|
Submitted by Assigned_Reviewer_1
Q1: Comments to author(s). First provide a summary of the paper, and then address the following criteria: Quality, clarity, originality and significance. (For detailed reviewing guidelines, see http://nips.cc/PaperInformation/ReviewerInstructions)
Paper Summary: Motivated by the optimization of objective functions which are extremely expensive to evaluate, but which can be accessed in parallel, the authors construct an algorithm for selecting batches of several instances to evaluate, called Parallel Predictive Entropy Search, or PPES.
PPES is an extension of the Predictive Entropy Search (PES) algorithm of Hernandez-Lobato et al., 2014.

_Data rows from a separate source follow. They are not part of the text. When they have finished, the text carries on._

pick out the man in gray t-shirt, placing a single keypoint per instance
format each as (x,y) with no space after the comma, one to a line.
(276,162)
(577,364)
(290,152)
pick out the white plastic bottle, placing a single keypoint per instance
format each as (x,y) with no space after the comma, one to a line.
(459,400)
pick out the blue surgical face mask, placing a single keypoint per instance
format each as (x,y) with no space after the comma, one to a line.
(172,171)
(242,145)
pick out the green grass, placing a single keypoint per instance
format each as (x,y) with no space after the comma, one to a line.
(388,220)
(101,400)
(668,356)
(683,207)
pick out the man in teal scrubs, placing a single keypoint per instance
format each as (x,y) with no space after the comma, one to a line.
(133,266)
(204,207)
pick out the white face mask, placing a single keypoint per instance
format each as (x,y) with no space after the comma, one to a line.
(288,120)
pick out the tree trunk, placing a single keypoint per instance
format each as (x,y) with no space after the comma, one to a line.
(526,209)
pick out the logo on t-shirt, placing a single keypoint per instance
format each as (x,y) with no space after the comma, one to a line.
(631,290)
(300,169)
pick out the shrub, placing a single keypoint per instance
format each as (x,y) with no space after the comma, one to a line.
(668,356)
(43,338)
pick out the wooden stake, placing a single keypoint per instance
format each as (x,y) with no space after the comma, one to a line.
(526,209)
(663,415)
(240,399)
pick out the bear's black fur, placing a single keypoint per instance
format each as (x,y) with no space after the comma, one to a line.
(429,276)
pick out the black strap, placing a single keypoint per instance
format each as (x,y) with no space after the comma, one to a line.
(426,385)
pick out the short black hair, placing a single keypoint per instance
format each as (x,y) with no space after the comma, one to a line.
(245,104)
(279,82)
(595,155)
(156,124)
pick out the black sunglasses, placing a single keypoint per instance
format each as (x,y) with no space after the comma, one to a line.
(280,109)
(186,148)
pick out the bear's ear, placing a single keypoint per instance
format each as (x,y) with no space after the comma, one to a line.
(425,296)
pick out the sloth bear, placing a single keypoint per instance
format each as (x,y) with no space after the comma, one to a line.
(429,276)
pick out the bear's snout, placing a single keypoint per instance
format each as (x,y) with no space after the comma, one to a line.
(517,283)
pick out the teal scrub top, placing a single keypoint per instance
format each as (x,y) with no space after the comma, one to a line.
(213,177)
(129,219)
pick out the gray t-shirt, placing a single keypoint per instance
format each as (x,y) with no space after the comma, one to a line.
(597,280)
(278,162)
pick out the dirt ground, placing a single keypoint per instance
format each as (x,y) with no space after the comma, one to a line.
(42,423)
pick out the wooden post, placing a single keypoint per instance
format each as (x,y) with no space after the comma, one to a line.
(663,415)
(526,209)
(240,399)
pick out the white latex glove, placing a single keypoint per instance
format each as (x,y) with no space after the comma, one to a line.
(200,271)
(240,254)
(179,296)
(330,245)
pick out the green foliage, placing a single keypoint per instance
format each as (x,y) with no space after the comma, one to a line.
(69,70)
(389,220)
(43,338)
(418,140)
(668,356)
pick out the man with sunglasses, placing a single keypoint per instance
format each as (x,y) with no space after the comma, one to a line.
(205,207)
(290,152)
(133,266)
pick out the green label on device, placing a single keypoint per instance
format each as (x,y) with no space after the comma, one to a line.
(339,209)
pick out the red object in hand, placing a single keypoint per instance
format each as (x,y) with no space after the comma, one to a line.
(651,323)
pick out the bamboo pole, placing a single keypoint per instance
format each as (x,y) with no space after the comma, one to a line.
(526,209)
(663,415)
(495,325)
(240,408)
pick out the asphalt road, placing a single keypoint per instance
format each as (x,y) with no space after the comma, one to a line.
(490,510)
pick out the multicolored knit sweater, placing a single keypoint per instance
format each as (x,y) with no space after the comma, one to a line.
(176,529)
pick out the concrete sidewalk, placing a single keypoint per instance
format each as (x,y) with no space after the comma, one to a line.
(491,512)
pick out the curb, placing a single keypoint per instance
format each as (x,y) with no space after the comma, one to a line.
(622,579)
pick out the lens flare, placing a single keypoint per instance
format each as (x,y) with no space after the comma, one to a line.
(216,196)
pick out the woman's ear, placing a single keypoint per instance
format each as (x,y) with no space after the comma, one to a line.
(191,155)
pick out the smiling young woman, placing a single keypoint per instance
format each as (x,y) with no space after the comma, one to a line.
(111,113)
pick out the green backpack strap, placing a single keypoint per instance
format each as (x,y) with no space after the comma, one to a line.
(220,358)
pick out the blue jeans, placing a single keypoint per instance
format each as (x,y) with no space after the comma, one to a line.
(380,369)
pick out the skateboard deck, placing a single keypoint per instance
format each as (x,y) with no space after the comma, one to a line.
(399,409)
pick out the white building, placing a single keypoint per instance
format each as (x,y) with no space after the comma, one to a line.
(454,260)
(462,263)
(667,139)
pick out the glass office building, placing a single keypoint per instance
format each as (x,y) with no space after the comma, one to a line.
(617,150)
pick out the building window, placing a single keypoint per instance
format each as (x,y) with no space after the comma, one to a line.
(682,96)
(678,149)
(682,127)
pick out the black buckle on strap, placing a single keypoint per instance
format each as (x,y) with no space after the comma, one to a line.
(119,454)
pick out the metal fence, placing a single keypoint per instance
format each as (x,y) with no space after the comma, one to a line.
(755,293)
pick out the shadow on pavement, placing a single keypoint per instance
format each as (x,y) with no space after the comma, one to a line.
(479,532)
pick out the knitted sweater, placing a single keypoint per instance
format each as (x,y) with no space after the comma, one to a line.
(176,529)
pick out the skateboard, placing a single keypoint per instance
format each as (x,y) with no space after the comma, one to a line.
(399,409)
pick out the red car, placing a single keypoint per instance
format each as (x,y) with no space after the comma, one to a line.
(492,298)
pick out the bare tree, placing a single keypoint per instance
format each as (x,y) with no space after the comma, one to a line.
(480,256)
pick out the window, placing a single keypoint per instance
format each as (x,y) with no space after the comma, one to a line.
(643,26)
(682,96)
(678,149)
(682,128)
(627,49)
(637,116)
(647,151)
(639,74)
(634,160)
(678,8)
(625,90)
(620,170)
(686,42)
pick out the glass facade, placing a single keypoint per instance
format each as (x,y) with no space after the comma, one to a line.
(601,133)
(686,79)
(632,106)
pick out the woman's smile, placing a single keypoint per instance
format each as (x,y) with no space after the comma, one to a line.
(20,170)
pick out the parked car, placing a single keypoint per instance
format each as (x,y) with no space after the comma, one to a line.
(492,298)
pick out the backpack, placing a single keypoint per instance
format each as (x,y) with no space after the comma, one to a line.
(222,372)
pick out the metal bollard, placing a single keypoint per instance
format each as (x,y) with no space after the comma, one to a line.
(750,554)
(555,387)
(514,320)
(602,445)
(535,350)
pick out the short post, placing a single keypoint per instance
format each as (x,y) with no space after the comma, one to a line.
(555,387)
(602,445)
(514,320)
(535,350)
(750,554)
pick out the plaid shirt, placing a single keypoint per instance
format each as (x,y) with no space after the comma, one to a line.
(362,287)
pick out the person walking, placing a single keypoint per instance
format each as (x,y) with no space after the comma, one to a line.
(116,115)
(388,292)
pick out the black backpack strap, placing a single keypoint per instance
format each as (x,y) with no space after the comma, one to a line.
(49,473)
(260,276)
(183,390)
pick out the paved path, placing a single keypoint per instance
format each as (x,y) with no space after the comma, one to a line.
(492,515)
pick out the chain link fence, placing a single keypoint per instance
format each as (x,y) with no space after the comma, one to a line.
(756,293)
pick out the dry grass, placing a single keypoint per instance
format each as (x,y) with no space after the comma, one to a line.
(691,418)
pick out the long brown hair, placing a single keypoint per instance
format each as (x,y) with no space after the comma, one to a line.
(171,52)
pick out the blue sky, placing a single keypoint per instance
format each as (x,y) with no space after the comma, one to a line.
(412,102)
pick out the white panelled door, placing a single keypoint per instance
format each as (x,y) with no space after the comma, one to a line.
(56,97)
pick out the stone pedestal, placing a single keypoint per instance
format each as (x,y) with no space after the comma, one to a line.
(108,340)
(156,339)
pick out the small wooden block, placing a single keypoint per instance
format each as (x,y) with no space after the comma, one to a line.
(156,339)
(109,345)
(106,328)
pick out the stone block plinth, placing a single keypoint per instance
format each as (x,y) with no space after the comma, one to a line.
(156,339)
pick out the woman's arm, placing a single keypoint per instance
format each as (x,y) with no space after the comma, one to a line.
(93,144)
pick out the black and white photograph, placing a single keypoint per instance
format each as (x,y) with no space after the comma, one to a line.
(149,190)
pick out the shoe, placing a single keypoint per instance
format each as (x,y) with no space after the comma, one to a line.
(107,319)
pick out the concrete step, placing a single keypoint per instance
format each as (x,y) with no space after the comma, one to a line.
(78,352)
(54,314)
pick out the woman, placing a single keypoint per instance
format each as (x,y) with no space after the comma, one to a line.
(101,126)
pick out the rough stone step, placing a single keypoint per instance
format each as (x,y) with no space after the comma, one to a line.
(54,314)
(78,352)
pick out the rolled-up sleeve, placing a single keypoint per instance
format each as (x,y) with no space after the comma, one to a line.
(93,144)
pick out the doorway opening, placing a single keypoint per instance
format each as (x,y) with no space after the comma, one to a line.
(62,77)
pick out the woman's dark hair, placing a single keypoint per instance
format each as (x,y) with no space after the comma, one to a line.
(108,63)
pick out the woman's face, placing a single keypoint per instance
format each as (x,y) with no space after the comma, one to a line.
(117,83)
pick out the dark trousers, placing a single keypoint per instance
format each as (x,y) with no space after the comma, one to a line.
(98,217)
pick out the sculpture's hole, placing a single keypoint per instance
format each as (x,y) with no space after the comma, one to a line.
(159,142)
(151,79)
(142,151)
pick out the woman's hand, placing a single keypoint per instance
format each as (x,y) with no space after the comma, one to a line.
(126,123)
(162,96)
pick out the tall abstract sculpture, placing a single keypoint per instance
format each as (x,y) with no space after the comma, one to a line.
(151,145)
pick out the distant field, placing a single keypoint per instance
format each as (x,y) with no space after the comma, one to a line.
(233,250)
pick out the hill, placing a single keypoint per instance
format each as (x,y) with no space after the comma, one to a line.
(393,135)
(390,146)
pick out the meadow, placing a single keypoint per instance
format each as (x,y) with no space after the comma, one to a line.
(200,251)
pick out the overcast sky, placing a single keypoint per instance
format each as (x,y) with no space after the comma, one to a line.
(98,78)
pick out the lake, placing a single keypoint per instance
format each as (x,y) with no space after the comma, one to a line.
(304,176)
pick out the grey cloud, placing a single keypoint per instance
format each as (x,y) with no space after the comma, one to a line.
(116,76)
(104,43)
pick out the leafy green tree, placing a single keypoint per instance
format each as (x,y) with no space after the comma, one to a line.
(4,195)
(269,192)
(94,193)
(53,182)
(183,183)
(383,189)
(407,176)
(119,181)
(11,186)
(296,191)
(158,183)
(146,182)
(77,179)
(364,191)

PPES is constructed such that the instances which compose a batch jointly (i.e., non-greedily) optimize an approximate expected conditional mutual information between the corresponding observations and the location of the global optimizer of the objective function. In order to accomplish this, the authors develop an approximation to the mutual information using EP, construct an approximate sampler from the posterior over the global maximizer's location, and address how the optimization over the approximate expected conditional mutual information (i.e., the selection of the instances for the batch) can be performed.
They then proceed to test their approximate expected conditional mutual information in a simple setting.
Finally, they test the whole algorithm on a variety of data sets against several competing batch algorithms.
Quality: The approach taken by the authors is rigorous, sensible, and produces useful results.
There are several approximations, but they are well-motivated.
The numerical experiments are quite complete, though they could do with a bit more information in the supplement as to precisely what code was being run.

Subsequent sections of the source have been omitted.